We now digress to a simple, yet flawed algorithm, which one might propose as an alternative to the in-place rsync algorithm. The following algorithm is a trivial modification to rsync. Its flaw results in significant compression loss. This example motivates the need for the complexity (buffering and dependency detection) of our solution. The simple algorithm runs rsync and employs the following heuristic: if any COPY command refers to a block location which precedes the current write offset, then that block has been overwritten with new data and can no longer be used for COPY commands. The lost data is resent over the network link as an ADD command. The advantage of this algorithm is the similarity to the original algorithm and its ability to overlap I/O with the computation of checksums.
This simple algorithm is sensitive to changes which insert data into the source file. Such changes cause the simple algorithm to generate many ADD commands, resulting in large compression losses. Consider synchronizing a pair of files that are identical except that the source file has some data (as few as 1 or 2 bytes) inserted at the beginning. These few bytes prevent any data from being copied.
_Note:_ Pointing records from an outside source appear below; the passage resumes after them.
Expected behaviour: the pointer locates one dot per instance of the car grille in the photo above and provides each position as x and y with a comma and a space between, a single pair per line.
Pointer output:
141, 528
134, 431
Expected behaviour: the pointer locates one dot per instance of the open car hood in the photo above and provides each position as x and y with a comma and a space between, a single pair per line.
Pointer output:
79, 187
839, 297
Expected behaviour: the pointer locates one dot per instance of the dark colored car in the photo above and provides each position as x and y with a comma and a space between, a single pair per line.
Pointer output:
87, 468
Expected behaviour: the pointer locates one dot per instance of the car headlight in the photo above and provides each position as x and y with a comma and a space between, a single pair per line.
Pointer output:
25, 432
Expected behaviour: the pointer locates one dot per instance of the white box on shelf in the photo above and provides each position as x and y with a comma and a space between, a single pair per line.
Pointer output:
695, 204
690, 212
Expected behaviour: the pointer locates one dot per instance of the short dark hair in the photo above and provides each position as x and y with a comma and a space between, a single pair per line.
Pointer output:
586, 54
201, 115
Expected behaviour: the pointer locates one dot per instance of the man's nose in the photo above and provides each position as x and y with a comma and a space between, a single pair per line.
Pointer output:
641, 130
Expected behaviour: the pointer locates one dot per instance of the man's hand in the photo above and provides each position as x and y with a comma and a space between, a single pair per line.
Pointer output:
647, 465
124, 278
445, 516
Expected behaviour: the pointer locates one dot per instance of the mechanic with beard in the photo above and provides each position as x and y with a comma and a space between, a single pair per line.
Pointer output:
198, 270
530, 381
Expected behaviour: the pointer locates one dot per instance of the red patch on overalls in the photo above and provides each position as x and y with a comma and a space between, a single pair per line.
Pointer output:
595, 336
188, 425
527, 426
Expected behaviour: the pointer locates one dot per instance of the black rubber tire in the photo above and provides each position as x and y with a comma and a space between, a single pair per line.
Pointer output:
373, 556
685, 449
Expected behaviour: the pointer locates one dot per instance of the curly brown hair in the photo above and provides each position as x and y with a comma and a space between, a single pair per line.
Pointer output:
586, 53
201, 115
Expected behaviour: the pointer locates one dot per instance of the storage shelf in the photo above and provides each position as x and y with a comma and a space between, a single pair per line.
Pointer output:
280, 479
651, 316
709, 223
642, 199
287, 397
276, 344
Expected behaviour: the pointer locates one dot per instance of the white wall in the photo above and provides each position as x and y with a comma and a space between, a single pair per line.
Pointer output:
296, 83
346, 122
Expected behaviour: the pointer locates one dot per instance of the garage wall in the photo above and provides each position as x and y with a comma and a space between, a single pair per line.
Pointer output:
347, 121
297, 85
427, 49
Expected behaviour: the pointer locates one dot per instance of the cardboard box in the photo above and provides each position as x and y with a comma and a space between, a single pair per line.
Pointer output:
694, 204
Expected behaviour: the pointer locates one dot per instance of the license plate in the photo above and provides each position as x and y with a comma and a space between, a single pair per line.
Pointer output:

Reordering commands is necessary in spite of the rarity of cycles in dependency graphs. To evaluate the value of ordering, we look at compression in the naive algorithm. Run on our data set, the simple algorithm uses ADD commands to replace 52% of the COPY commands. Each ADD sends extra bytes over the network link. This naive algorithm cuts compression in half when compared with traditional rsync. Our final algorithm's complexity proves necessary to avoid a drastic loss in compression.